I saw the message more than 6 hours after it was sent and didn't read it very carefully. The possibility of phishing didn't occur to me, and I assumed that this new smaller group thing would involve entering a different code into a different page. Anyway, it was a useful lesson in being more aware of phishing attacks.

Comment by John_Maxwell (John_Maxwell_IV) on John_Maxwell's Shortform · 2020-09-30T03:27:32.093Z · LW · GW

Someone wanted to know about the outcome of my hair loss research so I thought I would quickly write up what I'm planning to try for the next year or so.

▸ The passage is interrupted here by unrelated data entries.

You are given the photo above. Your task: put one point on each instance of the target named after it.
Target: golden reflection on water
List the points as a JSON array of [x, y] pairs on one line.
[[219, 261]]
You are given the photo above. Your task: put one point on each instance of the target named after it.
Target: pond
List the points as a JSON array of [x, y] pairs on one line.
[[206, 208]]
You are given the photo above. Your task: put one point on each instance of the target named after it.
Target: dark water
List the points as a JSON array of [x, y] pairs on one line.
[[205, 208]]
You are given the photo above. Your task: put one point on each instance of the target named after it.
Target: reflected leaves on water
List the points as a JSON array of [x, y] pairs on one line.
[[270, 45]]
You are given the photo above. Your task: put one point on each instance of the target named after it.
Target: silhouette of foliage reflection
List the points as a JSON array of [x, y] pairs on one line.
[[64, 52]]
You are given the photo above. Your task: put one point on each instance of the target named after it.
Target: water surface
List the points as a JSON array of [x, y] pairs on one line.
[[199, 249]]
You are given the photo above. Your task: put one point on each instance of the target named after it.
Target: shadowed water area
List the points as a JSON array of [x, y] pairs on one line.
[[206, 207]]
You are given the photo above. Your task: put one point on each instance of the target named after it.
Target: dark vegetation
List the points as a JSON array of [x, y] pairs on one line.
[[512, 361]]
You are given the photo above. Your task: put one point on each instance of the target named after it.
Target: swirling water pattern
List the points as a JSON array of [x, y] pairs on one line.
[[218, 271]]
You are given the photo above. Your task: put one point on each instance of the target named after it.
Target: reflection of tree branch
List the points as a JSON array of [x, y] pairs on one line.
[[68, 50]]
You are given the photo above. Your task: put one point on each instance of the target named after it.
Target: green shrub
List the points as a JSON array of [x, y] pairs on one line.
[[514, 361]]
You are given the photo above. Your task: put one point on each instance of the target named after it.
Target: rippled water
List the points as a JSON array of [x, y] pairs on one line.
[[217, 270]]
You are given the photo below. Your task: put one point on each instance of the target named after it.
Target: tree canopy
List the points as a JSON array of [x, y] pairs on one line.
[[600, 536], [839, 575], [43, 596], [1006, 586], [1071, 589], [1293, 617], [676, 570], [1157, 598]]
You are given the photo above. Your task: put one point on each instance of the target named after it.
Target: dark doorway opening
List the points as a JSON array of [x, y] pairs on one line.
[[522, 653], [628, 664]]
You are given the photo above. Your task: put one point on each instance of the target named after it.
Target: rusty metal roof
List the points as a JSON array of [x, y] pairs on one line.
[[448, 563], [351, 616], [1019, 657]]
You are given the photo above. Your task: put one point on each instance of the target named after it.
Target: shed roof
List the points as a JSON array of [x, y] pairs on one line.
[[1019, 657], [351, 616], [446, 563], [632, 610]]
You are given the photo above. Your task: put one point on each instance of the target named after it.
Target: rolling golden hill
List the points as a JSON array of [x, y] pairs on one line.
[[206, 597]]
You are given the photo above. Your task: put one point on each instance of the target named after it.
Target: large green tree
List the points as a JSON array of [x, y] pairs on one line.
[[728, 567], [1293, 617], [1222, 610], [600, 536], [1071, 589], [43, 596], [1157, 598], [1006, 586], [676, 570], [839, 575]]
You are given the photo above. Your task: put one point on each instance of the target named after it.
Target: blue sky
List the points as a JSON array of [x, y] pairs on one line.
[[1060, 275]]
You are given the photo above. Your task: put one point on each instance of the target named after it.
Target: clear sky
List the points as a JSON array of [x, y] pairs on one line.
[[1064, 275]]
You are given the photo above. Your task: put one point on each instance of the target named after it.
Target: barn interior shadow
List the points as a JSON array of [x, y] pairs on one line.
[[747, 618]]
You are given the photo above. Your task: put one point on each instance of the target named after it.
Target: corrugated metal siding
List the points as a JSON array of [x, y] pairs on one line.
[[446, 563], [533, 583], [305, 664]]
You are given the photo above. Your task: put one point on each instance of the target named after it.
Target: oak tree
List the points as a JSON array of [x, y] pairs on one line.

No word on how well it works yet.

Most of the ideas are from this review: https://www.karger.com/Article/FullText/492035

I think this should be safer/less sketchy than the big 3 and fairly low cost, but plausibly less effective on expectation; let me know if you disagree.

Comment by John_Maxwell (John_Maxwell_IV) on Some Simple Observations Five Years After Starting Mindfulness Meditation · 2020-09-28T00:10:16.220Z · LW · GW

Those fatigue papers you recommended were a serious game-changer for me

Any chance you could link to whatever you're referring to? :)

Comment by John_Maxwell (John_Maxwell_IV) on Why GPT wants to mesa-optimize & how we might change this · 2020-09-27T05:45:54.540Z · LW · GW

Your philosophical point is interesting; I have a post in the queue about that. However I don't think it really proves what you want it to.

Having John_Maxwell in the byline makes it far more likely that I'm the author of the post.

If humans can make useful judgements re: whether this is something I wrote, vs something nostalgebraist wrote to make a point about bylines, I don't see why a language model can't do the same, in principle.

GPT is trying to be optimal at next-step prediction, and an optimal next-step predictor should not get improved by lookahead, it should already have those facts priced in to its next-step prediction.

A perfectly optimal next-step predictor would not be improved by lookahead or anything else, it's perfectly optimal. I'm talking about computational structures which might be incentivized during training when the predictor is suboptimal. (It's still going to be suboptimal after training with current technology, of course.)

In orthonormal's post they wrote:

...GPT-3's ability to write fiction is impressive- unlike GPT-2, it doesn't lose track of the plot, it has sensible things happen, it just can't plan its way to a satisfying resolution.

I'd be somewhat surprised if GPT-4 shared that last problem.

I suspect that either GPT-4 will still be unable to plan its way to a satisfying resolution, or GPT-4 will develop some kind of internal lookahead (probably not beam search, but beam search could be a useful model for understanding it) which is sufficiently general to be re-used across many different writing tasks. (Generality takes fewer parameters.) I don't know what the relative likelihoods of those possibilities are. But the whole idea of AI safety is to ask what happens if we succeed.